Our loyal reader, Maureen Marino, has this to say about her recipe for Irish Soda Bread: This recipe comes from my Aunt Rita, from a very long time ago. She wrote at the bottom, “Nobody outside the family has this recipe. There are many variations but not the same. Even a baker from Ireland asked for it but he didn’t get it.” Coming from a very large Irish family, we have always celebrated St. Patrick’s Day, with the Grey Corned Beef and cabbage and all the fixings to the Irish step dancing that would always take place in the home. I have made some adjustments to this recipe, but only to soaking the raisins in the Jameson!
Find more family favorite recipes, and the stories behind them, in The Old Farmer’s Almanac Reader’s Best Recipes.
Preheat oven to 350°F. Grease and lightly flour a loaf or cake pan. If using cast iron, put into cold oven and preheat as oven warms. Grease with butter before putting dough into it.
In a bowl, combine raisins and liquor, set aside to soak, and stir occasionally.
In another bowl, mix together flour, sugar, baking soda, baking powder, and salt.

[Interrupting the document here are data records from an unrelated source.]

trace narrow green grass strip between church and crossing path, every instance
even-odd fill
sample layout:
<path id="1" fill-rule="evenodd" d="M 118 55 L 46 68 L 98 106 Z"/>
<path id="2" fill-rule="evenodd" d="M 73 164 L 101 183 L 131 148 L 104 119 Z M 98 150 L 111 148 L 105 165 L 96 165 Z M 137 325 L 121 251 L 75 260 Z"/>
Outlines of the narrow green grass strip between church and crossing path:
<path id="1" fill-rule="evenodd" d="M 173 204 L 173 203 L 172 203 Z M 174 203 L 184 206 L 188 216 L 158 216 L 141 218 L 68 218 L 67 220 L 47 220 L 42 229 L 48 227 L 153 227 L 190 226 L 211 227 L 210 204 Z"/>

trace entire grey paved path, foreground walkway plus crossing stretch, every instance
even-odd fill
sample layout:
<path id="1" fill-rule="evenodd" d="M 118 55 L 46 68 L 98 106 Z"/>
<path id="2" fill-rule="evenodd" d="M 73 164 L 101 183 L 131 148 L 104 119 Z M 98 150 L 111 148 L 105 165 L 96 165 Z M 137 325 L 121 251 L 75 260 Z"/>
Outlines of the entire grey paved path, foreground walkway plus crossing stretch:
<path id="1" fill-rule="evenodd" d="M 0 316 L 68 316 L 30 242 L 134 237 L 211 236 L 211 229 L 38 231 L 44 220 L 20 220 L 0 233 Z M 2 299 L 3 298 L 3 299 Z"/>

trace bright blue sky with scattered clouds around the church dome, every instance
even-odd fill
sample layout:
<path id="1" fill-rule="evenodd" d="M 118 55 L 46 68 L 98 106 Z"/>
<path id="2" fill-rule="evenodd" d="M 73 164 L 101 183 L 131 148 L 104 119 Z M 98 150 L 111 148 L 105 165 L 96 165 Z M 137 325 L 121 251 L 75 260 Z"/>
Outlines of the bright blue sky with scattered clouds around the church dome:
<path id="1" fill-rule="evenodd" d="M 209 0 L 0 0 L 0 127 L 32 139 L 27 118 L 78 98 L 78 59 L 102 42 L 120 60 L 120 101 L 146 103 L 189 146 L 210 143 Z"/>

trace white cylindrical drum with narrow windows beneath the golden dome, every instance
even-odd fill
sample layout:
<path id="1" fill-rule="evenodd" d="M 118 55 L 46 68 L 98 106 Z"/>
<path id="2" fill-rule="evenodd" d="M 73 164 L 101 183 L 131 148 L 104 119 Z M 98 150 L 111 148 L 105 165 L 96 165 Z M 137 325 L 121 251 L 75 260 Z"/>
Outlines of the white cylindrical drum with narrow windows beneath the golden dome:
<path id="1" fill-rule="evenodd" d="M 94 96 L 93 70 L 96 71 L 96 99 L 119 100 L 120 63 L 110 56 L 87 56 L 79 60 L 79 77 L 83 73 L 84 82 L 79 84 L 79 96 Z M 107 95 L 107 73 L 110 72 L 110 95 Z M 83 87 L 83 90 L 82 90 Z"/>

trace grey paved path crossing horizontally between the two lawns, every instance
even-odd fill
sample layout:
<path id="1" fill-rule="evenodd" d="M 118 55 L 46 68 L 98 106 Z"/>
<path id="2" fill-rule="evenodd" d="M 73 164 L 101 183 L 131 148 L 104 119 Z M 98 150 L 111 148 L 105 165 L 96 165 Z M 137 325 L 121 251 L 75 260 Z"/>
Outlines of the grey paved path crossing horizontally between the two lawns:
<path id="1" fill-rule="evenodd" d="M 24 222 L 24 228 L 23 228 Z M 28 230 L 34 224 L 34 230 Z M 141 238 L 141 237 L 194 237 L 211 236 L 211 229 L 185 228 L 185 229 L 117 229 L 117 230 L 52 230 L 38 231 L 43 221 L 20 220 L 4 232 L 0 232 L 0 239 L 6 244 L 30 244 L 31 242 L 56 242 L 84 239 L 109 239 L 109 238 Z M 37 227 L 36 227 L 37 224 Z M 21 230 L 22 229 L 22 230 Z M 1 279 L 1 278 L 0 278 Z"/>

In a separate bowl, beat together eggs and buttermilk. Add to flour mixture and stir to blend. Add butter, raisins and whiskey, and caraway seeds (if using) and stir.
Pour into prepared pan, smooth to level dough, and bury raisins as much as possible.
Bake for 1 hour and 15 minutes to 1 hour and 30 minutes, or until a toothpick inserted into the center comes out clean. Or, out of pan, check to see if bottom is golden brown. Or tap bread: Hollow sound indicates bread is done. Let cool before wrapping.